The Paradox of Parents

Mom and Dad had tough lives! Married in 1931 as the Great Depression and drought was overtaking their Nebraska farming community, they wouldn’t leave the farm until 1945 at the end of World War II. I’m the youngest of ten kids and how they managed to feed, clothe and educate us all in Catholic school remains one of the great miracles of our family history. Naturally, my parents and the life they passed on conjures special memories at Thanksgiving.

Dad dropped out of school in the 10th grade because Grandpa needed help on the farm. Grandpa was known to have said, “After you have reading and can work numbers, what more do you need?” Cultural norms presumed that every girl was destined to become a farm wife. These values precluded Mom from even beginning high school despite earning the top score in Cedar County on the standardize 8th grade exams.

There was a time while pursuing professional and advanced masters degrees that my parents lack of formal education was an embarrassment. I lived in fear that if my “sophisticated”, upper class friends really new of my humble, uneducated heritage they would see me as the fraud I was. Clearly, my exaggerated ego and fragile self-image was a powerful force in all this pretense and hiding of factual truths. No more!

This weekend I’m savoring The Sage’s Tao Te Ching, Ancient Advice for the Second Half of Life by William Martin. It’s been news to me that Lao Tzu is said to have been the teacher of Confucius more than two thousand five hundred years ago. Unlike his much more prolific student, Lao Tzu left us only about five thousand words. Most of these are in his Tao Te Ching. His is not esoteric, academic “book learning” as my Grandpa might have said. Rather Lao Tzu passes on practical wisdom, the sort of genius I now recognize my Mom and Dad had in abundance.

Today’s a case in point. I’ve been mulling over #52 of Tao Te Ching‘s ninety-one brief teachings:

The world has said

that those who do the right things,

choose the right careers,

work hard,

and avoid mistakes,

shall satisfy their desires

and be at peace.

The sage knows

that this is an illusion born of fear.

Great accomplishments do not bring peace.

Massive failures do not bring despair.

The choice between peace

and despair

is an inner choice

that may be made at any moment.

***

I see much despair among the aging

that is so unnecessary.

Our history does not determine our present.

Peace is always available to us.

It is a matter of choice.

William Martin’s new interpretation in The Sage’s Tao Te Ching is masterful for the way it captures the nuanced polarities of our lives some sevenhundred generations after being composed. He captures the perplexities and paradox of success and failure, gain and loss, love and fear, sickness and health, life and death embedded in Lao Tzu’s genius.

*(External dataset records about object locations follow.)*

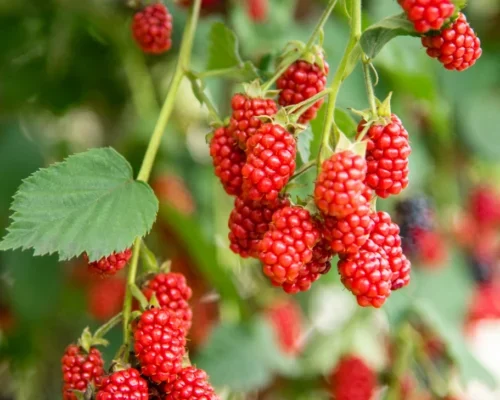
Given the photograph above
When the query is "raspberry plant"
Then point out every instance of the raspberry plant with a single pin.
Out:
(92, 205)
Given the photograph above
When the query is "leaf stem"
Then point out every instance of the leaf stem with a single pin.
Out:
(152, 150)
(317, 29)
(339, 77)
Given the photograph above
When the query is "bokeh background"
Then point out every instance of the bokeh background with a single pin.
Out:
(71, 78)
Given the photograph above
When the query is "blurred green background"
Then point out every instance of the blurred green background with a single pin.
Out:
(71, 78)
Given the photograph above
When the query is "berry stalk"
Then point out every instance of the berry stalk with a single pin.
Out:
(153, 146)
(339, 77)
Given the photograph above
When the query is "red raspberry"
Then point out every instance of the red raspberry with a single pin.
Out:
(109, 265)
(339, 186)
(105, 297)
(286, 319)
(244, 122)
(124, 385)
(173, 293)
(270, 163)
(353, 380)
(288, 244)
(152, 29)
(301, 81)
(248, 223)
(348, 234)
(387, 157)
(190, 384)
(80, 369)
(456, 47)
(228, 160)
(427, 14)
(386, 235)
(159, 344)
(310, 272)
(367, 275)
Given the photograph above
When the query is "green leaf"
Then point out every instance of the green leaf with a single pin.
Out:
(376, 36)
(87, 203)
(304, 145)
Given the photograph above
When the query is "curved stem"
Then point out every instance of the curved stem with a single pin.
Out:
(152, 150)
(339, 77)
(317, 29)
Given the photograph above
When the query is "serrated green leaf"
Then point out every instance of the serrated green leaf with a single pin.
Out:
(87, 203)
(304, 145)
(378, 35)
(222, 48)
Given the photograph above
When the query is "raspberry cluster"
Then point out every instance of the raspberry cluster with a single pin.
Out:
(152, 29)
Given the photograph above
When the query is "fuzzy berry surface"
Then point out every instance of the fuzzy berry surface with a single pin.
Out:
(348, 234)
(312, 271)
(244, 120)
(352, 379)
(105, 297)
(367, 275)
(387, 157)
(159, 344)
(109, 265)
(288, 245)
(386, 235)
(271, 153)
(286, 320)
(228, 160)
(248, 222)
(152, 29)
(80, 369)
(173, 293)
(456, 47)
(123, 385)
(339, 187)
(301, 81)
(191, 383)
(427, 15)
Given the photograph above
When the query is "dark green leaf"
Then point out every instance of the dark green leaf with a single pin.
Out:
(87, 203)
(376, 36)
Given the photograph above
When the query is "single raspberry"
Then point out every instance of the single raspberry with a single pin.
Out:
(123, 385)
(152, 29)
(427, 14)
(352, 379)
(387, 156)
(288, 244)
(228, 160)
(301, 81)
(244, 119)
(286, 320)
(484, 205)
(109, 265)
(367, 275)
(159, 344)
(270, 162)
(190, 384)
(105, 297)
(339, 186)
(172, 292)
(311, 272)
(386, 235)
(456, 47)
(348, 234)
(248, 223)
(80, 369)
(258, 10)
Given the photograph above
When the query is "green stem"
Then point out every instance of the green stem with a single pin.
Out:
(168, 105)
(369, 88)
(319, 26)
(339, 77)
(152, 150)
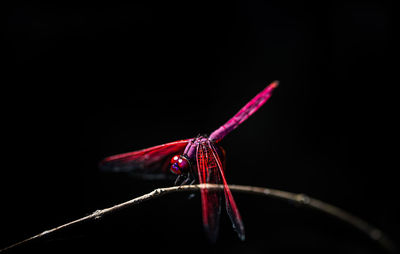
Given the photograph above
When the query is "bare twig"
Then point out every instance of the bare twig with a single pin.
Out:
(372, 232)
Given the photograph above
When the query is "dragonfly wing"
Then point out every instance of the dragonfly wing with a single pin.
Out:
(210, 199)
(230, 203)
(150, 161)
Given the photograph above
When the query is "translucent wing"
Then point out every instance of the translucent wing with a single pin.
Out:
(153, 161)
(210, 199)
(231, 207)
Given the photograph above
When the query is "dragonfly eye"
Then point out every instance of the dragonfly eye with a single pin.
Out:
(179, 164)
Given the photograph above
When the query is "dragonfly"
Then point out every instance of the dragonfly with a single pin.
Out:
(200, 159)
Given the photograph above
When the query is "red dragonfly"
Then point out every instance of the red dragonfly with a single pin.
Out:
(200, 158)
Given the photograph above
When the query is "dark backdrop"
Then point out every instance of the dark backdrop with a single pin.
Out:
(87, 80)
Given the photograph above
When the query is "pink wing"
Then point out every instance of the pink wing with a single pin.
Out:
(210, 199)
(231, 207)
(153, 161)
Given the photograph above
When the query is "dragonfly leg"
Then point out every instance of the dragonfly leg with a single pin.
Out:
(178, 179)
(185, 181)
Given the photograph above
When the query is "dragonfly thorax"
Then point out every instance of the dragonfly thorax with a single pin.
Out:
(179, 164)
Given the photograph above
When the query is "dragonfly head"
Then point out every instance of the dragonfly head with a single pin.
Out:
(179, 164)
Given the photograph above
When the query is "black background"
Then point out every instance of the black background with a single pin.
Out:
(87, 80)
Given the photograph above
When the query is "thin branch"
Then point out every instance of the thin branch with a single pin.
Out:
(372, 232)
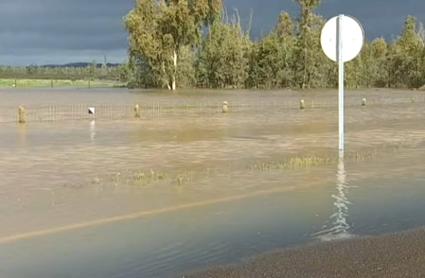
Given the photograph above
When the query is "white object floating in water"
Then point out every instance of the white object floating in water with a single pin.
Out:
(92, 110)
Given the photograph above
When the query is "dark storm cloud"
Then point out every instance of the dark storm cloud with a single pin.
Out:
(37, 31)
(60, 31)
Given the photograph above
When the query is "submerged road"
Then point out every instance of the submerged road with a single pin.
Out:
(398, 255)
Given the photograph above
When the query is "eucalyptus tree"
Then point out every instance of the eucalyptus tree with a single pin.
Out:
(272, 58)
(308, 51)
(223, 58)
(160, 29)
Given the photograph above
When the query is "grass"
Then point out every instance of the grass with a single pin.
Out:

Mom and Dad probably knew very little about Confucius. I’m certain they had never heard of Lao Tzu. But they seemed to have known every bit as much when they’d pass on such aphorisms as, “Life is pretty much what you choose to make of it!” or “You are about as happy as you make up your mind to be!” Yes, their lives where tough! Yet, their lives were distinguished by generosity, love, faith, determination and hard work. Circumstances didn’t often lend themselves to having fun, but they even indulged a bit of that from time to time.

This Thanksgiving weekend, kicking back and relaxing as we are able, I am immensely grateful and proud to have been raised by ones so learned and wise. Mom and Dad passed along the best education I could have ever received.

2 thoughts on “The Paradox of Parents

  1. When writing the part about my parents feeding, clothing and educating us in Catholic schools the thought did occur to me that the education piece was really the gift of religious women. Benedictines in the case of older siblings, Dominicans for the younger half. I/we can never thank you enough!